William M. Shih
Department of Cancer Biology
A pivotal challenge for nanotechnology in the next half-century is to achieve precise positional control of material on the 1–100 nanometer scale. In light of this challenge, our laboratory explores rational design and directed evolution approaches to developing self-assembling DNA structures and devices with application to problems of biomedical interest.
A key property of DNA — its ability to be amplified exponentially by polymerases — facilitates the large-scale clonal production of individual sequences. This property also makes possible the directed evolution of sequence lineages toward optimized behaviors. Previous examples of three-dimensional geometric DNA objects, however, were built using architectures that are not amenable to copying by polymerases. We have developed a strategy for encoding DNA cages as single strands that are amplifiable by polymerases and that can be folded into a target structure by a simple denaturation-renaturation procedure. Our demonstration of a clonable DNA octahedron represents a large step toward making the use of DNA scaffolds more practical and more versatile.
An outstanding problem in biology is the efficient structure determination of transmembrane proteins. We are working to evolve DNA scaffolds that rigidly position lipid-bilayer-embedded transmembrane proteins into two-dimensional crystalline arrays and stacked-bilayer, three-dimensional crystalline arrays for analysis using electron and x-ray diffraction methods.
We are interested in using directed DNA evolution to explore the origins of molecular motor functionality in a Darwinian context. We ask questions such as the following: How easily can molecular motors be evolved from pools that are populated by DNA molecules encoding (a) completely random sequences, (b) random sequence variants of a catalyst, or (c) random sequence variants of a ligand-activated mechanical switch? What mechanisms of molecular movement emerge given varying selection pressures? Molecular motors generated from these studies will be integrated with static DNA structures for nanorobotic applications.
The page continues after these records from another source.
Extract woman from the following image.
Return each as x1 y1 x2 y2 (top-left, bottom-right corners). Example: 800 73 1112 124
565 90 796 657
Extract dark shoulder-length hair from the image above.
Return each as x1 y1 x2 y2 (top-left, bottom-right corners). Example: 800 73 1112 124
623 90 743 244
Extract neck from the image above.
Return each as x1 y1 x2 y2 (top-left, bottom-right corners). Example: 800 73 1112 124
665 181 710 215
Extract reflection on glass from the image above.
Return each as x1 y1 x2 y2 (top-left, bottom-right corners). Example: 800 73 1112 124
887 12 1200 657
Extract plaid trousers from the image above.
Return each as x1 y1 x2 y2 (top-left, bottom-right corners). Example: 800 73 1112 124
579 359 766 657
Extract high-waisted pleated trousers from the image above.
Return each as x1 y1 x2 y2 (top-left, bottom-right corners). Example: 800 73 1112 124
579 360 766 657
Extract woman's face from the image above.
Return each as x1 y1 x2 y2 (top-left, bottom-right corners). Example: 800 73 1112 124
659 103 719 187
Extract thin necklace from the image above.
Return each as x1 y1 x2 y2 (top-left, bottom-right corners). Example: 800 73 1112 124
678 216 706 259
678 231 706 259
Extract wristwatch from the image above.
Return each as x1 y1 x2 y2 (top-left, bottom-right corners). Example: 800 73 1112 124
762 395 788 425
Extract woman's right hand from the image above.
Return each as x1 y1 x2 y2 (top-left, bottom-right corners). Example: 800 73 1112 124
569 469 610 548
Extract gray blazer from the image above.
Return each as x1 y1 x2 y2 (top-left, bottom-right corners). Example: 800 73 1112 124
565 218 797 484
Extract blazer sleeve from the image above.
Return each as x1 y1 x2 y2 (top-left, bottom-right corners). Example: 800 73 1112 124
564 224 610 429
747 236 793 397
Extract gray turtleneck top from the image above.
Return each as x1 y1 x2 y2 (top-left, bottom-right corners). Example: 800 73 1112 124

Shih, W. M., Quispe, J. D. & Joyce, G. F. A 1.7-kilobase single-stranded DNA that folds into a nanoscale octahedron. Nature 427, 618–621 (2004).
Shih, W. M. & Spudich, J. A. The myosin relay helix to converter interface remains intact throughout the actomyosin ATPase cycle. J. Biol. Chem. 276, 19491–19494 (2001).
Shih, W. M., Gryczynski, Z., Lakowicz, J. R. & Spudich, J. A. A FRET-based sensor reveals ATP hydrolysis-induced large conformational changes and three distinct states of the molecular motor myosin. Cell 102, 683–694 (2000).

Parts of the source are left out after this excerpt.